Morris sagte, dass das OP-Sortiment von Beta „mehrere Hundert“ der beliebtesten Markenprodukte umfassen würde. OPI geht davon aus, dass einige derjenigen, die hinter dem Trinity-Projekt „Dritter Großhändler“ stehen, das letztes Jahr aufgetaucht ist, mit Beta in Bereichen wie der Produktauswahl zusammenarbeiten, dass es sich jedoch nicht um dasselbe Modell handelt.
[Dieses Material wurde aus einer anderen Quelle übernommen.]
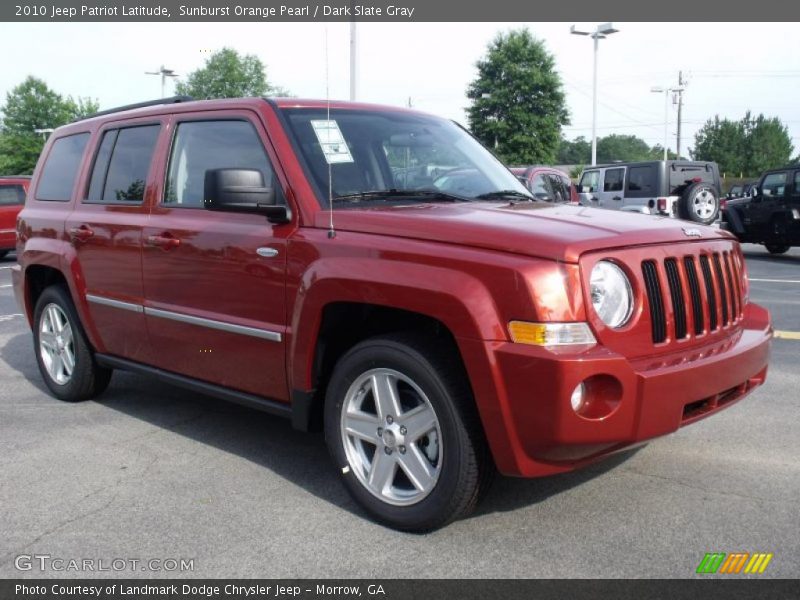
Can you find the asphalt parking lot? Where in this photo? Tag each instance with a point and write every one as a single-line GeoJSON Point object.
{"type": "Point", "coordinates": [152, 471]}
Tatsächlich lachte Morris über die Behauptung, Beta sei auf dem Weg, der dritte große OP-Großhändler im Vereinigten Königreich zu werden.

„Dies ist ein Serviceangebot für Händler – es ist nur ein Teil unseres Pakets und es geht nicht darum, dass wir der nächste große Großhändler werden“, erklärte er. „Wenn ich VOW oder Spicers wäre, würde mir das nicht den Schlaf kosten.“

Der konkurrierende IT-Distributor Westcoast wird in den kommenden Monaten ebenfalls eine Auswahl an Büroprodukten einführen. Vertriebs- und Marketingleiter Alex Tatham bestätigte dies OPI dass dies etwa 1,000 SKUs umfassen wird und sich an Wiederverkäufer richtet, die nicht an Spicers oder VOW gebunden sein möchten. Er hat keine weiteren Details angegeben, aber es klingt nach einem ähnlichen Modell wie Beta und bietet bestehenden EOS-Kunden eine begrenzte OP-Reihe. 

Herausforderungen

Alan Ball, CEO von Spicers, wies schnell auf die Herausforderungen des Büroartikelkanals hin. Er warnte: „Ich bin mir sicher, dass Beta auf die harte Tour herausfinden wird, wie viel es kostet, diesen Markt zu bedienen.“ Der Verkauf von EOS an Händler ist im Vergleich zu Office-Produkten einfach, wie o2o herausgefunden hat.“

Ball fuhr fort: „Wir werden uns die angebotenen Marken und die veröffentlichten Angebote genau ansehen und mit den Herstellern zusammenarbeiten, um sicherzustellen, dass die Rosinenpflücklinien nicht zum besten Preis angeboten werden.“ Ebenso können Händler nicht mit dem erweiterten Serviceangebot von Spicers rechnen, wenn sie sich für eine Rosinenauswahl entscheiden.“

David Langdown, Geschäftsführer der Händlergruppenorganisation XPD, war von den Schritten von Beta und Westcoast nicht überrascht.

„Die traditionellen OP-Großhändler verkaufen EOS seit Jahren und es ist keine Überraschung, dass EOS-Spezialisten eine Chance sehen, in den OP-Bereich vorzudringen“, sagte er. „Für mich ist die größte Überraschung, dass sie dafür genauso lange gebraucht haben, da das OP-Sortiment als leichter verständlich gilt und die Margen höher sind.“

Langdown glaubt jedoch, dass der Kauf aus mehreren Quellen seine Nachteile hat.

„Als Gruppe unterstützen wir nachdrücklich Lösungen aus einer Hand, blicken über den Preis hinaus und berücksichtigen die tatsächlichen Kosten des Handels“, erklärte er. „Mehrere Quellen erhöhen die Komplexität, den Verwaltungsaufwand und die Kosten, die nicht ignoriert werden können. Bei einem begrenzten Sortiment kann jeder günstiger sein, aber hinter der Preisgestaltung steht das Serviceangebot, das es zu berücksichtigen gilt.“

Der XPD-Chef wies auch darauf hin, dass Händler, die sich die beliebtesten Produkte aus alternativen Quellen herauspickten, auf weitreichendere Preisprobleme mit den großen Großhändlern stoßen könnten.

„Rosinenpickerei ist bereits ein Thema bei Spicers und VOW und ich bin mir sicher, dass es ein Thema ist, das ganz oben auf ihrer Agenda stehen wird“, sagte er. „Kommerziell gesehen müssen sie in der Lage sein, am Heck einen Spielraum zu schaffen, wenn sie am vorderen Ende erfolgreich sein wollen. Ich gehe davon aus, dass Händler, die in jeder Produktlinie nach dem besten Preis suchen, bald feststellen werden, dass ihnen von den Großhändlern ein ganz anderes Preismodell angeboten wird. Wenn sie sich nur für das Endprodukt auf die traditionellen OP-Großhändler verlassen, werden sie dafür meiner Meinung nach einen sehr hohen Preis zahlen.“

Es klingt nach einem feinen Balanceakt. Angesichts der derzeit hohen Unsicherheit in der Anbietergemeinschaft hinsichtlich des langfristigen Engagements der Großhändler für ihre Marken könnten Beta und Westcoast jetzt jedoch größere Erfolgschancen haben als frühere Initiativen wie Europa.